Like all good bands though, The Three Degrees would eventually break up. Brendan Batson was forced to retire in 1982 following a serious knee injury and Laurie Cunningham was off to the Bernabeu to make history on another plain. Cyrille too was about to move away from The Hawthornes. In 1984, he moved across the Midlands to Coventry City for £250,000.
He got off to a slow start at Highfield Road, only scoring a combined 10 goals in his first 2 seasons at Coventry. The highlight of his playing career was still yet to come though. In the 1986/87 season Coventry City, managed by John Sillett and George Curtis, and with another black icon of the day Dave Bennett in the side, made it to the F.A Cup final for the first time in their history.
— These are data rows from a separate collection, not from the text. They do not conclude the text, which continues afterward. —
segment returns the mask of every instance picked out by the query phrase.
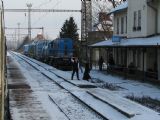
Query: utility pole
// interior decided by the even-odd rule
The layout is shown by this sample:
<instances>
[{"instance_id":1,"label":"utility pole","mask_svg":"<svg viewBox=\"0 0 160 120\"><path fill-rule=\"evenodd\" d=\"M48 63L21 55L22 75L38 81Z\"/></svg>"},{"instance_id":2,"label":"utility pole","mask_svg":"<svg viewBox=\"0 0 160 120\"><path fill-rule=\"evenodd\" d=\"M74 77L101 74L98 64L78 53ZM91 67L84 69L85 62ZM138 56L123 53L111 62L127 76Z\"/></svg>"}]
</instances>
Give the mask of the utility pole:
<instances>
[{"instance_id":1,"label":"utility pole","mask_svg":"<svg viewBox=\"0 0 160 120\"><path fill-rule=\"evenodd\" d=\"M92 30L92 7L91 0L82 1L81 13L81 42L85 47L85 60L88 62L88 32ZM84 50L84 49L83 49Z\"/></svg>"},{"instance_id":2,"label":"utility pole","mask_svg":"<svg viewBox=\"0 0 160 120\"><path fill-rule=\"evenodd\" d=\"M18 25L18 43L17 43L17 45L19 47L19 43L20 43L20 23L17 23L17 25Z\"/></svg>"},{"instance_id":3,"label":"utility pole","mask_svg":"<svg viewBox=\"0 0 160 120\"><path fill-rule=\"evenodd\" d=\"M32 7L32 4L28 3L27 7L28 7L28 39L31 40L31 7Z\"/></svg>"},{"instance_id":4,"label":"utility pole","mask_svg":"<svg viewBox=\"0 0 160 120\"><path fill-rule=\"evenodd\" d=\"M92 8L91 0L82 1L82 14L81 14L81 43L83 54L85 54L85 71L83 79L88 80L90 78L89 70L90 64L88 59L88 32L92 30Z\"/></svg>"}]
</instances>

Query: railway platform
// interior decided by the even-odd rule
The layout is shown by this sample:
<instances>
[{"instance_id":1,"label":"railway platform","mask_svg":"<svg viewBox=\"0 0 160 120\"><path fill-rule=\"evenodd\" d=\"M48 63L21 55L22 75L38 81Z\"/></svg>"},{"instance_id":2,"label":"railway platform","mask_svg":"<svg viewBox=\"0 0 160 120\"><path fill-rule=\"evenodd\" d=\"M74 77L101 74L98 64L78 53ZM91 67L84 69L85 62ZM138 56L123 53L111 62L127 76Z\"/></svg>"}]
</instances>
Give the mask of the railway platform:
<instances>
[{"instance_id":1,"label":"railway platform","mask_svg":"<svg viewBox=\"0 0 160 120\"><path fill-rule=\"evenodd\" d=\"M7 69L13 120L160 120L156 111L22 54L11 52Z\"/></svg>"},{"instance_id":2,"label":"railway platform","mask_svg":"<svg viewBox=\"0 0 160 120\"><path fill-rule=\"evenodd\" d=\"M8 56L7 79L11 120L49 120L48 114L23 74L14 59Z\"/></svg>"}]
</instances>

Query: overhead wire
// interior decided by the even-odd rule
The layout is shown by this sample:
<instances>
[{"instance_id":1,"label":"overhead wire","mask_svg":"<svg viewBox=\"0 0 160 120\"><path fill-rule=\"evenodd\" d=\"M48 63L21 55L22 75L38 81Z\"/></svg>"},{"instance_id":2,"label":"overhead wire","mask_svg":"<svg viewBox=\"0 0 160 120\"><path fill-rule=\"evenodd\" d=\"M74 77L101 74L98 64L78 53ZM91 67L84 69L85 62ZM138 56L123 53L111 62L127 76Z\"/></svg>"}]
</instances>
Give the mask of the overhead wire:
<instances>
[{"instance_id":1,"label":"overhead wire","mask_svg":"<svg viewBox=\"0 0 160 120\"><path fill-rule=\"evenodd\" d=\"M53 6L52 9L54 9L58 4L60 4L61 0L58 0L57 3ZM42 20L43 18L45 18L45 16L47 16L49 13L45 13L42 16L40 16L33 24L38 23L38 21Z\"/></svg>"}]
</instances>

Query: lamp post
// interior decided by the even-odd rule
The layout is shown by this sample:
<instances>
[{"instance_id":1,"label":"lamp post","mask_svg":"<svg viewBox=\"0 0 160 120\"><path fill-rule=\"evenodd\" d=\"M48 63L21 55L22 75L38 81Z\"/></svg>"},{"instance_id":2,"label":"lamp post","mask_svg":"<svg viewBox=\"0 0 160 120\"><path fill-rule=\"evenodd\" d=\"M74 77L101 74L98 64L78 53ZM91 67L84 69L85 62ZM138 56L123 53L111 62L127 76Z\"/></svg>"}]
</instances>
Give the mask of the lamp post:
<instances>
[{"instance_id":1,"label":"lamp post","mask_svg":"<svg viewBox=\"0 0 160 120\"><path fill-rule=\"evenodd\" d=\"M31 3L27 3L28 7L28 39L31 40Z\"/></svg>"}]
</instances>

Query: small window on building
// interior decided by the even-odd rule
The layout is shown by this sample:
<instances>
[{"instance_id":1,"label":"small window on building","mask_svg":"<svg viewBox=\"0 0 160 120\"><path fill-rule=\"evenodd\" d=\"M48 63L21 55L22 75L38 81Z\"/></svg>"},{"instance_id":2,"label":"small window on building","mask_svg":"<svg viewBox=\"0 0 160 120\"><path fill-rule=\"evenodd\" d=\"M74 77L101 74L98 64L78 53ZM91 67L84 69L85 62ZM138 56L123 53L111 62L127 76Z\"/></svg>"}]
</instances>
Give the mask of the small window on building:
<instances>
[{"instance_id":1,"label":"small window on building","mask_svg":"<svg viewBox=\"0 0 160 120\"><path fill-rule=\"evenodd\" d=\"M121 18L121 34L124 33L124 17Z\"/></svg>"},{"instance_id":2,"label":"small window on building","mask_svg":"<svg viewBox=\"0 0 160 120\"><path fill-rule=\"evenodd\" d=\"M137 30L141 30L141 10L138 10L138 27Z\"/></svg>"},{"instance_id":3,"label":"small window on building","mask_svg":"<svg viewBox=\"0 0 160 120\"><path fill-rule=\"evenodd\" d=\"M133 31L136 31L136 26L137 26L137 12L134 11L133 15L134 15L134 17L133 17Z\"/></svg>"},{"instance_id":4,"label":"small window on building","mask_svg":"<svg viewBox=\"0 0 160 120\"><path fill-rule=\"evenodd\" d=\"M119 18L117 18L117 34L119 34Z\"/></svg>"}]
</instances>

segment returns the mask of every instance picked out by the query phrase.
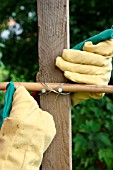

Nobody gave Coventry a chance against a classy Spurs side, containing the likes of Glenn Hoddle, Chris Waddle and Clive Allen, who had scored 48 goals on his own that season. Cyrille started the game but it was goals from Bennett, Keith Houchen and an own goal from Gary Mabbutt which sealed a 3-2 extra time from what is widely seen as one of the all-time great F.A Cup finals. It would be Cyrille’s only major honour in football.
Cyrille would leave Coventry at the beginning of the 1991/92 season to join Ron Atkinson at Aston Villa. He would stay there for one season and go on to play for Wolves, Wycombe Wanderers and Chester City, before eventually retiring in 1996 after 19 years in the game. Overall he made 614 professional appearances and scored 158 goals for 7 clubs. Upon entering retirement, Cyrille became a licensed sports agent and represented his nephew, Jason Roberts, throughout his career. He and his wife were advocates of WaterAid, a charity that aimed to provide clean water in Ethiopia, and regularly visited the country to see the good work carried out. Following the tragic death of Laurie Cunningham due to a car accident whilst on loan at Valladolid in 1989, Cyrille became an Evangelical Christian. He kept himself to himself largely and, on the morning of Sunday 14th January 2018, the world awoke to the news that Cyrille had passed away due to a heart attack. He was just 59 years old.
There is a lot that you can say about Cyrille Regis, the man and the footballer. The great thing about this is that nothing you can say about him is bad, and nobody ever has. As a footballer he was dominant forward. He was aggressive and used his strength against opposing defenders. He was tactically astute and always made the right run at the right time. In modern day terms, he knew how to lead a one man forward line. As a man he endured so much and did so with a smile on his face. The abuse that he, Brendan and Laurie faced was poisonous and vitriolic. Yet they all carried on with class and grace. They simply let their football do the talking. What they may not have realised by doing this was how much of an inspiration they had become to young black people across Thatcher’s Britain. They proved that they could win respect through talent and ability. The outpouring of emotion since Cyrille’s death has been touching to see. Still nobody has a cross word to say about him. When your time comes, I suppose that’s the biggest tribute that can be paid.
Cyrille Regis. Migrant. Hitman. Pioneer. Hero.